Should you need to “straighten” a row or “tighten” the seams you can use a scrap of the planking as a “tapping block”. By using the tapping block (which you have so cleverly created with a piece of scrap tongue and groove flooring) and your rubber mallet you will save the edges on the flooring from any damaging blows.
See ill. No.5,6.
Step 6. Once you have reached the end of the row, you may have to use have to use the crowbar and mallet to tap the last piece into place (space against the wall will be tight). See ill. No.7
See ill. No.8.
Step 8. Proceed the same way for subsequent rows. See ill. No.9.
Step 9. The last row: Hopefully the gap between your flooring and your wall will be uniform along its length.

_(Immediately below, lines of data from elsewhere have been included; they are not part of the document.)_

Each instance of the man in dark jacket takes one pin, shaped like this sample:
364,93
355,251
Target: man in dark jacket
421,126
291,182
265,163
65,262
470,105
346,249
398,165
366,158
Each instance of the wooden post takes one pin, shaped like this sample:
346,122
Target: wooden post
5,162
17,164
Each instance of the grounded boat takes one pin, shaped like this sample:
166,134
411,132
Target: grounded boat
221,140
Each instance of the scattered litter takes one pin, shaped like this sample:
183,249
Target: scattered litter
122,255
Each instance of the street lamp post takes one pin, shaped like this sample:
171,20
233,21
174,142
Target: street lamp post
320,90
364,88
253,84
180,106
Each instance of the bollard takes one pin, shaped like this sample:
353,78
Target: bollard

You can ensure the gap is uniform by measuring at both ends of the room.
Measuring: Overlap (matching seam to seam) one plank over your flooring (see Ill.10). Place a second plank (make sure it is snug against the wall) on top of the overlapping plank. You should be working with the depth of three planks – one on top of another. Mark your measurements onto the overlapping plank (the one sandwiched in the middle). You will cut the width of your last row to the measurements you have just made.
Make sure you maintain the tongue and groove of your flooring and that you cut the CORRECT SIDE!!!

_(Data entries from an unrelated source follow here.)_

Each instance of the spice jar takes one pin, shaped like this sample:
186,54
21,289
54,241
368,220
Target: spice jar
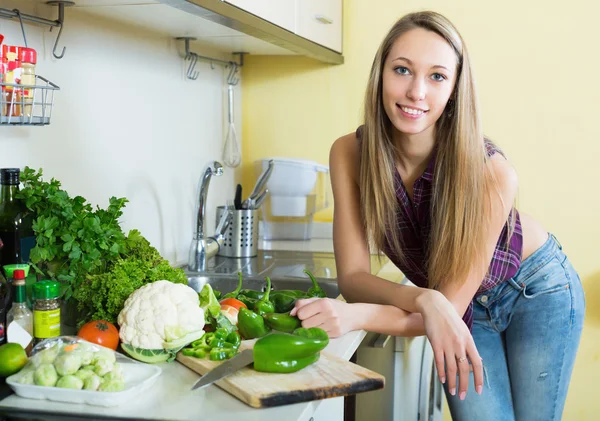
46,310
12,94
28,58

Remember: Measure twice, Cut once!
- For daily maintenance, you can use a damp mop to clean the cork floors. Too much moisture can cause warping which is not covered under warranty.
- Quickly wipe spills from the floor to protect cork from excess liquid.
- Use door mat to prevent sand and dirt or other abrasives.
- 4. It’s wise to use felt pads under the legs of furniture to avoid scratching and permanent denting.
- When moving heavy objects try to lift instead of pull. If this is not possible, then using pieces of heavy cardboard under the furniture, while moving it, will help keep your floor from being scratched.
- For in-floor radiant heating, the surface temperature should never exceed 60 ℃ （about 167℉）at anytime.
Our cork products have been surface-sealed with three layers of water based polyurethane. To facilitate installation, the seams are not sealed from the factory. After installation we recommend you re-coat the entire floor. This will seal the seams to protect the joints against dirt accumulation and water spillage. Apply 2 coats of floor grade water based polyurethane for light residential use or 3 coats for heavy residential or commercial use. Follow sealant manufacturer’s application instructions.